22 points (9-17 FG, 3-7 3pt., 1-1 FT), 12 rebounds (8 offensive), one assist, one block.
He shot the ball pretty well and displayed some great range on his three and some tremendous leaping ability, especially on the offensive glass. Here is a breakdown of strengths and weaknesses:
Strengths: Hawkins is an athletic wing that either shoots from deep or finishes inside. He has a nice three point shot, but it is a little bit of a slow release. The rotation is nice and he can create a shot for himself, but rarely shot in a catch-and-shoot situation. His length and athleticism allowed him to be a great rebounder, and he always seemed to get his hands on Powers’ misses. He brought the crowd to its feet one time with a huge put-back throwdown and missed two big one-handed dunks. He made two NBA-range three-pointers and converted on an array of put-backs around the hoop. He also showed a bit of driving ability, one time going baseline and converting a reverse layup, but for the most part he either received passes, took a couple dribbles and shot or rebounded misses and put them back up for his points. He was excellent on defense, always staying with his man and recording one nice block.
Weaknesses: The thing that disappointed me most with Hawkins was that he didn’t really drive the ball at all, which Michigan could use a little more of. While he was great on the offensive boards, he also missed a couple of close shots around the hoop, one time getting the rebound, bricking the put-back off the front of the rim, got his own rebound again, and then proceeded to miss off the front of the rim again. He also missed two dunks that could have been easily dropped in with his athleticism.

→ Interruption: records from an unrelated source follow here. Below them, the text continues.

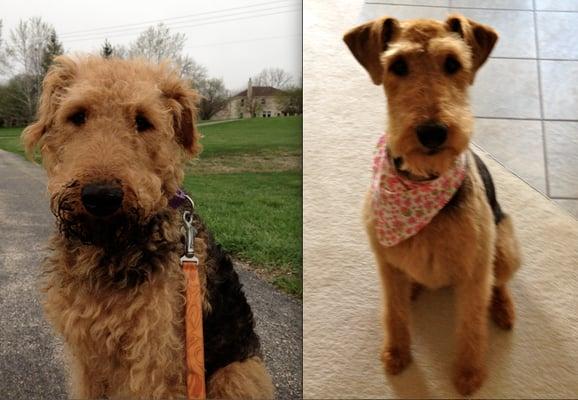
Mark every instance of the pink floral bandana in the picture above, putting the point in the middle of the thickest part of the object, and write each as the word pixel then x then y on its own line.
pixel 402 207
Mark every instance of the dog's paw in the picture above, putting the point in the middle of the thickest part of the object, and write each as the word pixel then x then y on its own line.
pixel 502 311
pixel 395 360
pixel 468 379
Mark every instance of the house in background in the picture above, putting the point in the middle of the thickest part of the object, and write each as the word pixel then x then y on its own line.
pixel 255 101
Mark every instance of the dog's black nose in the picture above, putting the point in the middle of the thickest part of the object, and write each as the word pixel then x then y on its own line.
pixel 101 199
pixel 432 134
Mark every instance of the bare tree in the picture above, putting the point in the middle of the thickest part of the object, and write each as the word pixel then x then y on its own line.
pixel 26 47
pixel 52 49
pixel 192 70
pixel 106 51
pixel 275 77
pixel 3 53
pixel 215 97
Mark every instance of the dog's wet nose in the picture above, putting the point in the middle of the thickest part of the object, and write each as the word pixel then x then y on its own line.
pixel 101 199
pixel 432 134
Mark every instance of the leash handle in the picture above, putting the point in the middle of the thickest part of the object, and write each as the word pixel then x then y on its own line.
pixel 194 344
pixel 195 355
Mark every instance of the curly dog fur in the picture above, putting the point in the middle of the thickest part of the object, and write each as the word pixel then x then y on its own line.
pixel 426 68
pixel 113 285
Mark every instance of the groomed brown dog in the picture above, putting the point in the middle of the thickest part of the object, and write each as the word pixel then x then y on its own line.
pixel 114 136
pixel 432 216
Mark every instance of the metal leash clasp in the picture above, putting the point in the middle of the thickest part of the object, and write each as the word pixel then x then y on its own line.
pixel 190 233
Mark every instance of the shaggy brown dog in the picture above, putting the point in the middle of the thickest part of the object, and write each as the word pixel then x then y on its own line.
pixel 114 136
pixel 426 68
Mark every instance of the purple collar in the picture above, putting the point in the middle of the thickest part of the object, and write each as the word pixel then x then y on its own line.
pixel 178 199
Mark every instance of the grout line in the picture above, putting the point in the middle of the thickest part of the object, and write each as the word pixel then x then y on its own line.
pixel 526 119
pixel 540 93
pixel 393 3
pixel 534 58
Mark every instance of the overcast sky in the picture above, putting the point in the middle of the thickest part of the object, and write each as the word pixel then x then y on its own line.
pixel 233 39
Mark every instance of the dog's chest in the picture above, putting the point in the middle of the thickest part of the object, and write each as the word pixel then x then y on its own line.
pixel 444 251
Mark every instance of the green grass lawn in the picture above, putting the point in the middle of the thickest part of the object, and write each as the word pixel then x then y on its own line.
pixel 10 140
pixel 247 186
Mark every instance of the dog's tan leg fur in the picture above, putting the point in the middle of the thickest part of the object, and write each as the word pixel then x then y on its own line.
pixel 506 263
pixel 472 298
pixel 241 380
pixel 396 353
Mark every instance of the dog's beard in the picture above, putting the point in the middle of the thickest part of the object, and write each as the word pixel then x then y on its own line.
pixel 112 233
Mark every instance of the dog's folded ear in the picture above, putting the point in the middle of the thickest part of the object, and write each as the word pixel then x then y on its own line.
pixel 369 40
pixel 183 102
pixel 481 38
pixel 59 77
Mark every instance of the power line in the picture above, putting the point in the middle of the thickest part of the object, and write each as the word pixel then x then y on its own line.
pixel 179 23
pixel 102 36
pixel 244 41
pixel 146 23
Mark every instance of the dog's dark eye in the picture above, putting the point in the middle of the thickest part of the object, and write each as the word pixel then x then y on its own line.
pixel 451 65
pixel 399 67
pixel 142 123
pixel 78 118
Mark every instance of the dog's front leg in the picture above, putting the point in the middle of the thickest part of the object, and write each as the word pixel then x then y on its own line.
pixel 396 351
pixel 85 382
pixel 472 298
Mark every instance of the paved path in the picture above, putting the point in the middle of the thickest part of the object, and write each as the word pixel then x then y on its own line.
pixel 31 358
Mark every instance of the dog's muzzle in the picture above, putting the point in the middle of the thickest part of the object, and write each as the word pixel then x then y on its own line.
pixel 101 199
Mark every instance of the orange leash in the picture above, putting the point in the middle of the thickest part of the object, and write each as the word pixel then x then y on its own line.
pixel 194 345
pixel 194 333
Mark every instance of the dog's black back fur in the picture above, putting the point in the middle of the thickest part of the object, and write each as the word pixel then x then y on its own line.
pixel 488 187
pixel 229 328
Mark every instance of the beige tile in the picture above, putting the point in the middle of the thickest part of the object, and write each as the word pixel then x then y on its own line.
pixel 562 5
pixel 560 89
pixel 508 4
pixel 515 144
pixel 570 205
pixel 556 34
pixel 516 30
pixel 371 11
pixel 562 158
pixel 507 89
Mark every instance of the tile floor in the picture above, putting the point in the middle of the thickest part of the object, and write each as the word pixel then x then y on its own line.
pixel 526 96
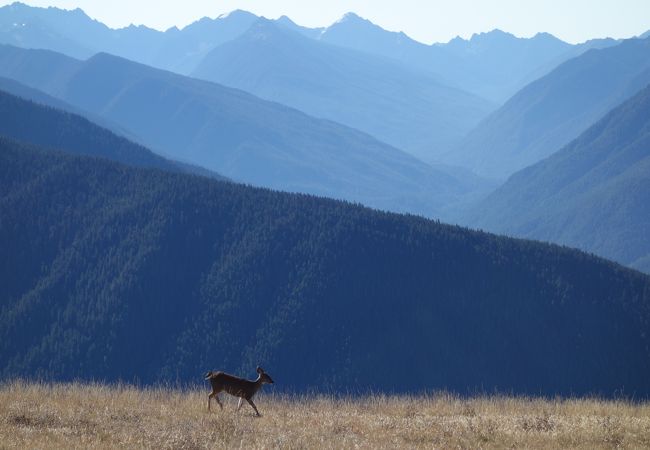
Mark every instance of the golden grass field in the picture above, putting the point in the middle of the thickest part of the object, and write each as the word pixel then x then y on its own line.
pixel 98 416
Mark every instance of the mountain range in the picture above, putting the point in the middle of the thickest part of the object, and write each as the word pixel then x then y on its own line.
pixel 53 127
pixel 409 109
pixel 146 276
pixel 592 194
pixel 492 65
pixel 553 110
pixel 240 136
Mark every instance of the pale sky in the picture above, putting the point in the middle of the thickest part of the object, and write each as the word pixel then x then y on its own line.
pixel 425 20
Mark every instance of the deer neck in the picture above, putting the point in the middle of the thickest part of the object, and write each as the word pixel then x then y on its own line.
pixel 258 383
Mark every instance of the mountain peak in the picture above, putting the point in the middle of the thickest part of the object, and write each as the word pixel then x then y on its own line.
pixel 492 35
pixel 236 14
pixel 351 17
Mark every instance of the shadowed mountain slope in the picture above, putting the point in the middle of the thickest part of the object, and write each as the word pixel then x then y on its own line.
pixel 34 123
pixel 550 112
pixel 239 135
pixel 592 194
pixel 406 108
pixel 490 65
pixel 137 274
pixel 75 34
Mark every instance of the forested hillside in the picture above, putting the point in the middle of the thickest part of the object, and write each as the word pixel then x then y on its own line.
pixel 112 272
pixel 592 194
pixel 50 127
pixel 409 108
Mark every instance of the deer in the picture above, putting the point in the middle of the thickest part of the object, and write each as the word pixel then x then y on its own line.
pixel 239 387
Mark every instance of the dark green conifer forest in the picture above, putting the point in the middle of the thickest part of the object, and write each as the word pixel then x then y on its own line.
pixel 115 273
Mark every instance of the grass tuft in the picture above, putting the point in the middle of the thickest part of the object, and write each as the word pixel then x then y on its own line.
pixel 101 416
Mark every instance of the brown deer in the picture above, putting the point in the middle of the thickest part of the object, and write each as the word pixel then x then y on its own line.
pixel 239 387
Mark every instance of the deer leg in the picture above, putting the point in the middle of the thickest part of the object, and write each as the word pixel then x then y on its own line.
pixel 254 407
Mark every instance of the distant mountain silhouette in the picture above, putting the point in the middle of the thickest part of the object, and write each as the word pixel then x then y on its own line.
pixel 492 65
pixel 75 34
pixel 239 135
pixel 592 194
pixel 489 64
pixel 149 276
pixel 552 111
pixel 406 108
pixel 46 126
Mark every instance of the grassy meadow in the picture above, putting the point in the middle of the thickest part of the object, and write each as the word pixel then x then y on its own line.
pixel 100 416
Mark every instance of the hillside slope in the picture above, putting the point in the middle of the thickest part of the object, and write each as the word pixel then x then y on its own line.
pixel 552 111
pixel 75 34
pixel 592 194
pixel 38 124
pixel 238 135
pixel 139 274
pixel 409 109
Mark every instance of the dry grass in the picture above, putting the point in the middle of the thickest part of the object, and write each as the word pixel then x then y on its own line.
pixel 97 416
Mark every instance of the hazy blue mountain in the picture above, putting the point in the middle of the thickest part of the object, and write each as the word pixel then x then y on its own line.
pixel 286 22
pixel 409 109
pixel 573 52
pixel 592 194
pixel 27 121
pixel 23 91
pixel 149 276
pixel 492 65
pixel 552 111
pixel 239 135
pixel 489 64
pixel 75 34
pixel 182 50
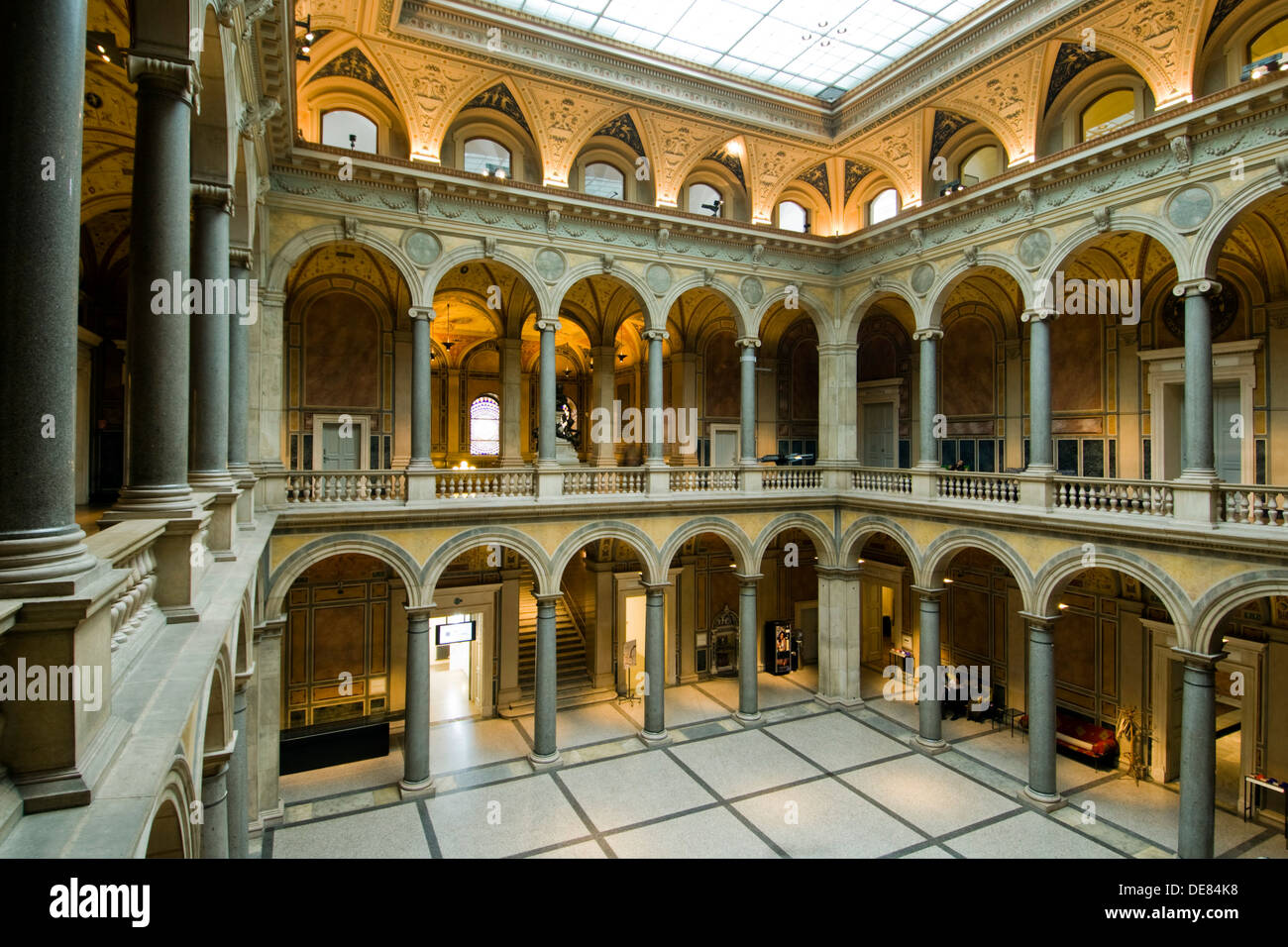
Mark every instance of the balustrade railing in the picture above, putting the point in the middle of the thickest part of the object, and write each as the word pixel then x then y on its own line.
pixel 691 479
pixel 883 479
pixel 1253 505
pixel 465 483
pixel 346 486
pixel 604 480
pixel 977 486
pixel 1144 497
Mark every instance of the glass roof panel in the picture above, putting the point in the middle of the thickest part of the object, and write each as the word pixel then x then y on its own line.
pixel 802 46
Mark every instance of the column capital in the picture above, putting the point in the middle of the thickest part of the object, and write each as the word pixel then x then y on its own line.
pixel 180 75
pixel 1197 287
pixel 213 195
pixel 241 258
pixel 1201 661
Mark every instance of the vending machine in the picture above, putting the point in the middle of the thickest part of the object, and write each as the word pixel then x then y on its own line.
pixel 778 647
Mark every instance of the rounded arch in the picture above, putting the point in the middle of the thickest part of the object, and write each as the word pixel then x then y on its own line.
pixel 807 304
pixel 168 830
pixel 864 528
pixel 1220 599
pixel 323 548
pixel 653 316
pixel 960 270
pixel 941 551
pixel 503 536
pixel 609 530
pixel 463 256
pixel 818 532
pixel 1061 567
pixel 866 300
pixel 1206 245
pixel 299 245
pixel 730 532
pixel 697 281
pixel 1122 221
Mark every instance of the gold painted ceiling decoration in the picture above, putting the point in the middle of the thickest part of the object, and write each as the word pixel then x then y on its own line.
pixel 353 64
pixel 501 99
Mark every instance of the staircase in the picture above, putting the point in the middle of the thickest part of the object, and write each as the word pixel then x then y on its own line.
pixel 570 648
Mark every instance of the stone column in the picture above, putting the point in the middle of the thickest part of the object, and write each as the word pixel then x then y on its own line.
pixel 211 217
pixel 930 731
pixel 928 406
pixel 239 775
pixel 546 429
pixel 838 639
pixel 601 450
pixel 747 419
pixel 239 365
pixel 1196 836
pixel 44 77
pixel 653 406
pixel 156 475
pixel 511 402
pixel 655 664
pixel 1199 460
pixel 1041 788
pixel 421 392
pixel 416 777
pixel 1039 388
pixel 748 637
pixel 545 751
pixel 838 403
pixel 214 815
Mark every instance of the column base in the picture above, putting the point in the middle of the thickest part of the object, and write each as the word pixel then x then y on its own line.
pixel 1041 800
pixel 661 738
pixel 931 748
pixel 544 762
pixel 416 789
pixel 828 701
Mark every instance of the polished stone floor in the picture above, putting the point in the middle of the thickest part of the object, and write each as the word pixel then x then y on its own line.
pixel 809 781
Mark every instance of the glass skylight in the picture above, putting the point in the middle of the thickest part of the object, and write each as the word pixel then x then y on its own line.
pixel 802 46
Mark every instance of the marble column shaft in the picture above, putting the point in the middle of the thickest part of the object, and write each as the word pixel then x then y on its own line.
pixel 1197 815
pixel 748 635
pixel 655 661
pixel 928 379
pixel 158 328
pixel 546 428
pixel 421 390
pixel 44 81
pixel 416 776
pixel 545 748
pixel 211 217
pixel 747 416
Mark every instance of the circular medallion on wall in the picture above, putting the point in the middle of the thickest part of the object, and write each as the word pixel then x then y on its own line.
pixel 658 277
pixel 922 278
pixel 552 264
pixel 1033 248
pixel 421 247
pixel 1189 208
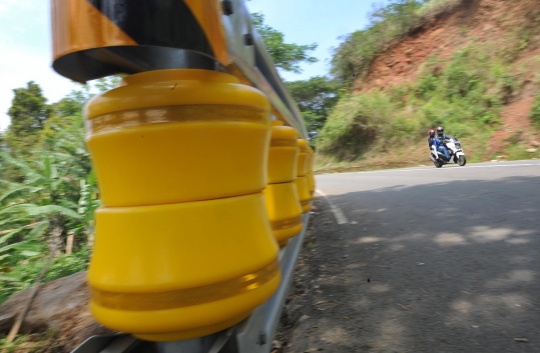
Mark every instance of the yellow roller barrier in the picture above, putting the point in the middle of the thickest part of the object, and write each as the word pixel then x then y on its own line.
pixel 282 203
pixel 309 174
pixel 183 244
pixel 301 181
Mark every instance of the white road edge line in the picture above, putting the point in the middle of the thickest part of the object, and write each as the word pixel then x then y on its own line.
pixel 340 217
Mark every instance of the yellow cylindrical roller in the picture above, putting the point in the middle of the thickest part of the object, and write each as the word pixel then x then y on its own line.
pixel 302 157
pixel 309 174
pixel 303 193
pixel 185 269
pixel 164 136
pixel 184 247
pixel 283 154
pixel 282 203
pixel 284 211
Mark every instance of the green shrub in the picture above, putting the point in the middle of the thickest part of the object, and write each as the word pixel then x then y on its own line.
pixel 24 274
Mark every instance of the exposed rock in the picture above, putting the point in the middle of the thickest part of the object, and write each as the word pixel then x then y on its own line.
pixel 60 306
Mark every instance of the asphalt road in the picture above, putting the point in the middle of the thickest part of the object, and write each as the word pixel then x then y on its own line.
pixel 423 260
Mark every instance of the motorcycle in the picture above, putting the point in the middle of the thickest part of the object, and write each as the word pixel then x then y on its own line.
pixel 455 152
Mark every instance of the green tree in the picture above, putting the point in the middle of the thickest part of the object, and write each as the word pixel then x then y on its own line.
pixel 353 57
pixel 315 98
pixel 28 112
pixel 286 56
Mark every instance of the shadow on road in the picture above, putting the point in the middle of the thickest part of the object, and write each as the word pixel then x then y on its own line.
pixel 443 267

Overall: Overall, Hawkins was very impressive, easily leading his team in scoring. He is a super athlete and an above-average shooter and can impact the game defensively with his length. As he develops, I expect him to gain a little bit of a dribble-drive game to go along with his shooting and athleticism. I would not be disappointed at all if he came to Michigan. It’s hard to say who I would prefer out of Hawkins and Dorsey-Walker, but based off of just one game apiece I would give the slight edge to Hawkins.